Я стоял, прислонившись плечом к трансатлантическому лайнеру, случайно зашедшему в захудалый порт. Под самым небом, на палубе, звучала музыка, вниз слетали непонятные матросские словечки, за обшивкой борта какие-то люди шли по коридорам, спали в своих каютах, красиво сидели в ресторане под большими яркими люстрами. Я стоял и представлял, что вот сейчас подойду к сходням, шагну на ступеньку и пойду вверх, вверх, вверх – и ничего, что нет билета… Я даже не знал, замужем ли она.

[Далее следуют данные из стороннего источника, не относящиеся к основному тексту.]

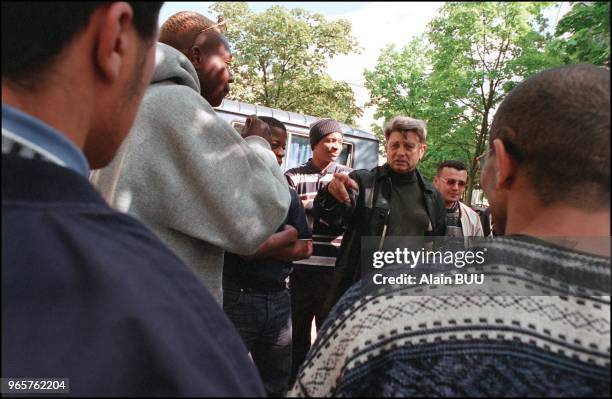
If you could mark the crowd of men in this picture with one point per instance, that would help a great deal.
(151, 249)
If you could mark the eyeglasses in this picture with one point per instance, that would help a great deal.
(452, 182)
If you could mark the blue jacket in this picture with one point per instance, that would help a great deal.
(92, 295)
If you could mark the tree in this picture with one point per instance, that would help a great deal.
(281, 56)
(583, 34)
(472, 54)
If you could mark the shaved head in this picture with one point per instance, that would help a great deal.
(181, 29)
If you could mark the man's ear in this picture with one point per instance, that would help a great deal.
(506, 166)
(195, 55)
(113, 38)
(422, 151)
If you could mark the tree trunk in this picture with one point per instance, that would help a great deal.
(473, 167)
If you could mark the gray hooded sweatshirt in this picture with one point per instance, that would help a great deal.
(191, 178)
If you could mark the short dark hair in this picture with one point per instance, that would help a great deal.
(451, 163)
(273, 122)
(404, 124)
(35, 33)
(556, 125)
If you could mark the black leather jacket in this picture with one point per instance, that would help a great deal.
(368, 215)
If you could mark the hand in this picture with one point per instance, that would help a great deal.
(256, 127)
(338, 187)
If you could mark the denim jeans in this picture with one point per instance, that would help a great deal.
(309, 290)
(263, 320)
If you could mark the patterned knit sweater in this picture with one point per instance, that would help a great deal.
(400, 340)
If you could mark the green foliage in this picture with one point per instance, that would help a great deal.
(456, 75)
(583, 34)
(280, 57)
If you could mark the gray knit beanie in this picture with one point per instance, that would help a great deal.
(321, 129)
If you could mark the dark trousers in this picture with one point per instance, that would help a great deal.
(263, 320)
(308, 293)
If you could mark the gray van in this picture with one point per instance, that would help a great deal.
(360, 148)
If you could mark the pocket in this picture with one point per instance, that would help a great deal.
(231, 299)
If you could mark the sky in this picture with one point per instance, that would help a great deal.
(375, 25)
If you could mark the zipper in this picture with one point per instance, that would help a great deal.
(384, 234)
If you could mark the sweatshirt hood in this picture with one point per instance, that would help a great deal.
(171, 64)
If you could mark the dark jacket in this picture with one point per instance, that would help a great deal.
(92, 295)
(368, 215)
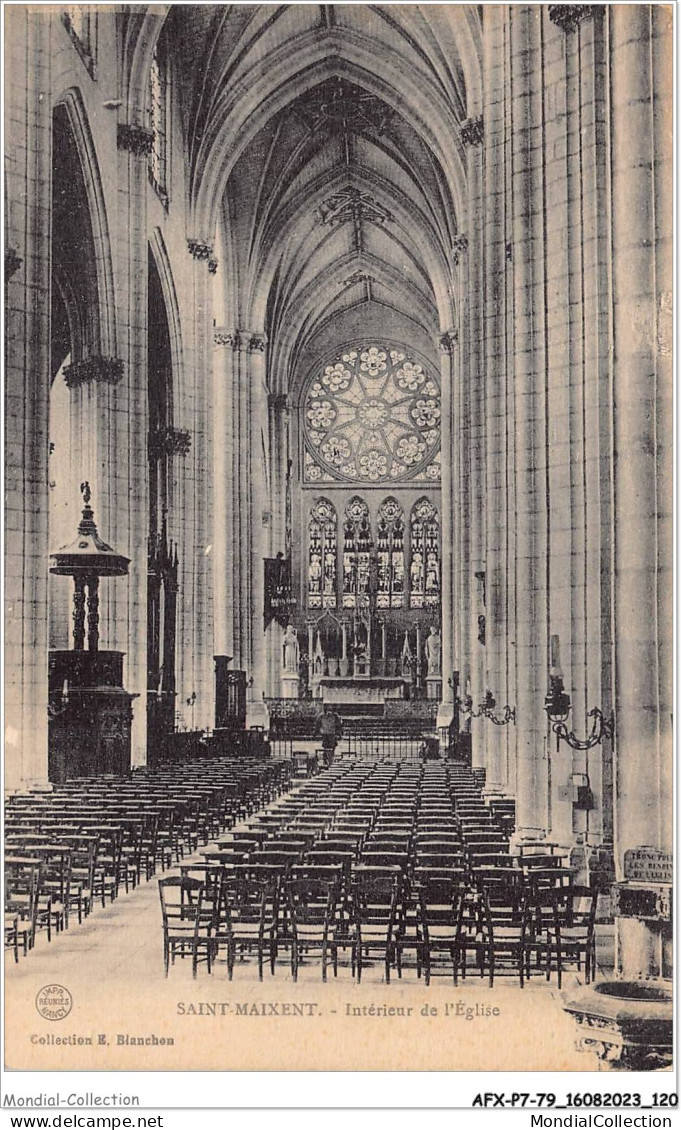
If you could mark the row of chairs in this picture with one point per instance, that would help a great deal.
(364, 833)
(79, 844)
(378, 915)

Понимал лишь – по вкусу ее плоти – что она старше меня, что ей, наверное, больше тридцати. И только Гарик, карикатурный Гарик, оставался дозволенным для обсуждения персонажем. Когда она молча курила возле открытого окна, я знал: она сейчас там, далеко-далеко. Океан, который ворочался беспокойной махиной за окном, который отделял ее от меня, был непреодолим. Я ждал, пока она вернется.